Continuing from Part 1 (and Part 3) from Neural Information Processing Systems conference 2015 at Montreal.

Linear Response Methods for Accurate Covariance Estimates from Mean Field Variational Bayes
Ryan J. Giordano, Tamara Broderick, Michael I. Jordan

Variational inference often results in factorized forms of approximate posterior that are tighter than the exact Bayesian posterior. Authors derive a method to recover the lost covariance among parameters by perturbing the posterior. For exponential family variational distribution, a simple closed form transformation involving the Hessian of the expected log posterior. [julia code on github]

Solving Random Quadratic Systems of Equations Is Nearly as Easy as Solving Linear Systems
Yuxin Chen, Emmanuel Candes

Recovering x given noisy squared measurements, e.g., $y_i \sim \mathrm{Poisson}(|\mathbf{a_i}^\top\mathbf{x}|^2)$ is a nonlinear optimization problem. Authors show that using (1) a truncated spectral initialization, and (2) truncated gradient descent, exact recovery can be achieved with optimal sample O(n) and time complexity O(nm) for iid gaussian $\mathbf{a_i}$. Those truncations essentially remove responses and corresponding gradients that are larger than typical values. This stabilizes the optimization. [matlab code online] [recorded talk]

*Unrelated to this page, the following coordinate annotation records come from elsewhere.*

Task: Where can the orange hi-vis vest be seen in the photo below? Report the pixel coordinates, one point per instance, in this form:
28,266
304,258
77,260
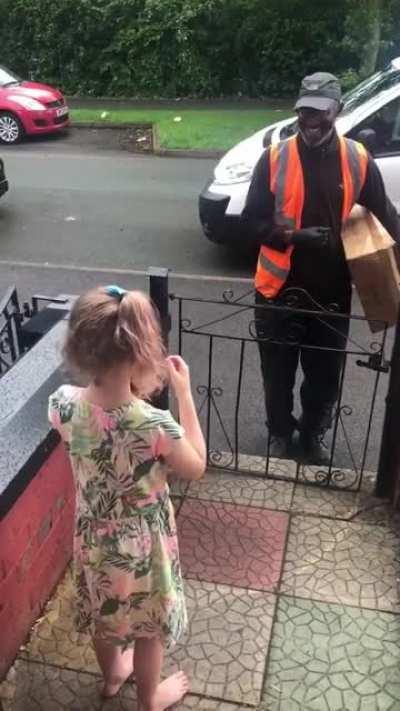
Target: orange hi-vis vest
287,184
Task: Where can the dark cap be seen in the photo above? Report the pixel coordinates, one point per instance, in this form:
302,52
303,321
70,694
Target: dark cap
319,91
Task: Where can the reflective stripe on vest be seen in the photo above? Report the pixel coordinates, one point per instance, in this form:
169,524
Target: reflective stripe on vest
287,184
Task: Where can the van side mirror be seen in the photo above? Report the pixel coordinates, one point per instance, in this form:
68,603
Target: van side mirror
368,138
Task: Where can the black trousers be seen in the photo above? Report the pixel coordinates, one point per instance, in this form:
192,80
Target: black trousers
279,362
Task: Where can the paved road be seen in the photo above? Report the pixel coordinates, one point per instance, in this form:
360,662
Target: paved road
106,209
130,212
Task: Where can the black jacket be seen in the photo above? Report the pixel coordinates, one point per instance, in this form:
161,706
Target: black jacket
322,272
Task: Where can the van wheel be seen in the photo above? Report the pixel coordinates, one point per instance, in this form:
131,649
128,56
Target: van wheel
11,130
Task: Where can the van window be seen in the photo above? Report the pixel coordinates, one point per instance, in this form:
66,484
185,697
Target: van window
386,124
381,81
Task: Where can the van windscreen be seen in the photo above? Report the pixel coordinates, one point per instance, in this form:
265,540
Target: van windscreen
371,87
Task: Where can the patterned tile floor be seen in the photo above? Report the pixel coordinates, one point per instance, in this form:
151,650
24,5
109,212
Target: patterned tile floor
293,599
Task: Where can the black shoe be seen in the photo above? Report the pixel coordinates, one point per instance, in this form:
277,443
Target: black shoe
313,449
281,447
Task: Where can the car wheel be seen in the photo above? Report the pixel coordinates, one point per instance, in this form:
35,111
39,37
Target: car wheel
11,129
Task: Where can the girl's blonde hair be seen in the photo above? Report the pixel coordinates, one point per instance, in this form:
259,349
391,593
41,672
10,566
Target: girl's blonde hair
105,331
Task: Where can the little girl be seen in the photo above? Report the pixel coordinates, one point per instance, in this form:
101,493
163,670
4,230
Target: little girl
129,585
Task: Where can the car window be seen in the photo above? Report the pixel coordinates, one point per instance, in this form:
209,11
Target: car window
7,78
386,124
371,87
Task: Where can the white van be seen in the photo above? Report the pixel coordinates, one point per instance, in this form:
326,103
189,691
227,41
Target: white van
374,105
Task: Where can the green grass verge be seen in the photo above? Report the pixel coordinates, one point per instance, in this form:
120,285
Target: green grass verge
197,130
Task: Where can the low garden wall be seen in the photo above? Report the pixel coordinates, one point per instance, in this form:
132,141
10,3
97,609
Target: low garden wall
36,494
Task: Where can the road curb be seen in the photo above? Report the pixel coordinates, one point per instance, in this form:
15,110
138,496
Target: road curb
128,136
186,153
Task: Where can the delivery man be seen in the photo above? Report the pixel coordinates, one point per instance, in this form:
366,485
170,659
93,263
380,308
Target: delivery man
301,193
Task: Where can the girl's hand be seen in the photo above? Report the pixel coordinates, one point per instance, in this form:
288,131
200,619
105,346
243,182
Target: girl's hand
178,375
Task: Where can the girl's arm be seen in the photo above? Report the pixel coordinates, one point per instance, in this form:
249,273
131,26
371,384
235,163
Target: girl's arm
187,456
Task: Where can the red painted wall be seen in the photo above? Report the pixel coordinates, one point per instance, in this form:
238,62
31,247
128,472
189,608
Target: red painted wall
35,547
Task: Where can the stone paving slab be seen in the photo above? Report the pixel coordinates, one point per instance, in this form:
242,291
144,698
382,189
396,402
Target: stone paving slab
336,561
321,501
228,637
236,545
34,686
54,639
238,489
223,652
328,657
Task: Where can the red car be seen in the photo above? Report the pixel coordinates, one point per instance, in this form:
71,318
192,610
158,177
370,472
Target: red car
29,108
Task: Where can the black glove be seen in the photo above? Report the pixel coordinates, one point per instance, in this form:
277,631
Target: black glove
311,237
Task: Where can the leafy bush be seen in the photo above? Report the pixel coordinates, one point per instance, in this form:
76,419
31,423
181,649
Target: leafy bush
185,47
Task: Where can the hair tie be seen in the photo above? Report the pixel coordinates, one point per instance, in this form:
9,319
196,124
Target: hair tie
116,291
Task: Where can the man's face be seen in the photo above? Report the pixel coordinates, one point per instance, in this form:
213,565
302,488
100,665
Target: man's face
316,126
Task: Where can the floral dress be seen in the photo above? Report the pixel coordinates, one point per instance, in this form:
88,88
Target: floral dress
126,555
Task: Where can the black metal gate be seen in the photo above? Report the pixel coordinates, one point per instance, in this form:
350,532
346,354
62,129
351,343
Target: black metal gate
219,340
11,347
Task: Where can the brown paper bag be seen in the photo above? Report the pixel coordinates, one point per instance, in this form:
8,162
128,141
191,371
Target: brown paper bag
370,254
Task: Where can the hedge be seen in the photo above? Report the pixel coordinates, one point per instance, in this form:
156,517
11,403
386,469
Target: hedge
173,48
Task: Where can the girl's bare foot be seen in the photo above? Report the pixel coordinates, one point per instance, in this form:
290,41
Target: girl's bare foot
170,691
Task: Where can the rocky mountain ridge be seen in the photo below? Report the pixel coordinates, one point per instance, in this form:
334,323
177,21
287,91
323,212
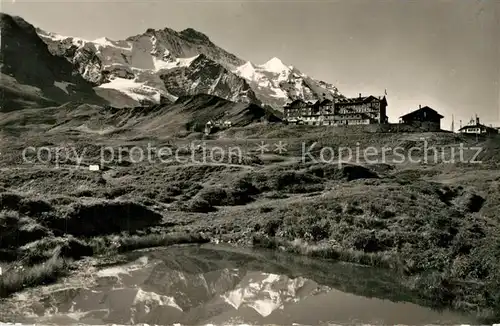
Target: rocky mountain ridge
161,65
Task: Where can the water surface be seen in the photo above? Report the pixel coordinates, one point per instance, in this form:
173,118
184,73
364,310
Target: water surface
199,285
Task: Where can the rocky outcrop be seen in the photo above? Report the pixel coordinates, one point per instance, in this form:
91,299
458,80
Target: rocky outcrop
166,64
31,75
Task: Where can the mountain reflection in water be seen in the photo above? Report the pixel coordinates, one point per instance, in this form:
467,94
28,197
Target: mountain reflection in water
223,285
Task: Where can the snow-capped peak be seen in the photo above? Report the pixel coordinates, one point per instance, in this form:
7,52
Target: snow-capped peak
274,65
246,70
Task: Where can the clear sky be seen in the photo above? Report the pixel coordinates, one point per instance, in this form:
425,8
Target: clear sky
444,54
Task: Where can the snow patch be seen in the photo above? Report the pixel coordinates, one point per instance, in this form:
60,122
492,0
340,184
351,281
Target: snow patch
179,62
134,89
155,298
274,65
63,86
105,42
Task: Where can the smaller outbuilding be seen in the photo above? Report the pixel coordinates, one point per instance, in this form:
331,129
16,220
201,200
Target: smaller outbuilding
475,127
425,117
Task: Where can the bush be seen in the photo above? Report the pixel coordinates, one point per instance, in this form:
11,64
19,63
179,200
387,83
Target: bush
16,279
198,205
100,217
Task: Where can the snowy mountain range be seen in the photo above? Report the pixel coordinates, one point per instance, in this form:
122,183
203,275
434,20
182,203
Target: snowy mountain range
155,293
157,66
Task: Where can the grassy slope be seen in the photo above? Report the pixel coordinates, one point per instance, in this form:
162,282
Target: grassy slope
436,225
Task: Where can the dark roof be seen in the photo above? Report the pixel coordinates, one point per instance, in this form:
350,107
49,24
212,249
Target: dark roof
425,108
478,125
360,100
325,102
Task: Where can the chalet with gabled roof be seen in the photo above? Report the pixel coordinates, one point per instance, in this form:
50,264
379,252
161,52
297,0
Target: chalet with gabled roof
475,127
424,117
343,111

Closed-form Estimators for High-dimensional Generalized Linear Models
Eunho Yang, Aurelie C. Lozano, Pradeep K. Ravikumar

Authors derive closed-form estimators with theoretical guarantee for GLM with sparse parameter. In the high-dim regime of $n \gg p$, sample covariance matrix is rank-deficient, but by thresholding and making it sparse, it becomes full rank (original sample cov should be well approx by this sparse cov). They invert the inverse link function by remapping the observations by small amount: e.g., 0 is mapped to $\epsilon > 0$ for Poisson so that logarithm doesn’t blow up.

By replacing the sum over the samples in the Hessian for GLM regression with expectation, and applying Stein’s lemma assuming Gaussian stimuli, he derived a computationally cheap 2nd order method (O(np) per iteration). This trick relies on large enough sample size $n \gg p$, and the Gaussian stimuli distribution assumption can be relaxed in practice if $p \gg 1$ by central limit theorem. Unfortunately, the condition for the theory doesn’t hold for Poisson-GLM!

Stochastic Expectation Propagation
Yingzhen Li, José Miguel Hernández-Lobato, Richard E. Turner

In EP, each likelihood contribution to the posterior is stored as an independent factor which is not scalable for large datasets. Authors propose to further approximate by using n copies of the same factor thus making the memory requirement of EP independent of n. This is similar to assumed density filtering (ADF) but with much better performance close to EP.

Competitive Distribution Estimation: Why is Good-Turing Good
Alon Orlitsky, Ananda Theertha Suresh

Best paper award (1 of 2). Shows theoretical near optimality of Good-Turing estimator for discrete distributions.

Learning Continuous Control Policies by Stochastic Value Gradients
Nicolas Heess, Gregory Wayne, David Silver, Tim Lillicrap, Tom Erez, Yuval Tassa

Using the reparameterization trick for continuous state space, continuous action reinforcement learning problem. [youtube video]

High-dimensional neural spike train analysis with generalized count linear dynamical systems
Yuanjun Gao, Lars Büsing, Krishna V. Shenoy, John P. Cunningham

A super flexible count distribution with neural application.

Unlocking neural population non-stationarities using hierarchical dynamics models
Mijung Park, Gergo Bohner, Jakob H. Macke

Latent processes with two time scales: one fast linear dynamics, and one slow Gaussian process.

2015/12/09 11:20 pm

What condition for the Newton-Stein method doesn’t apply to the poisson GLM?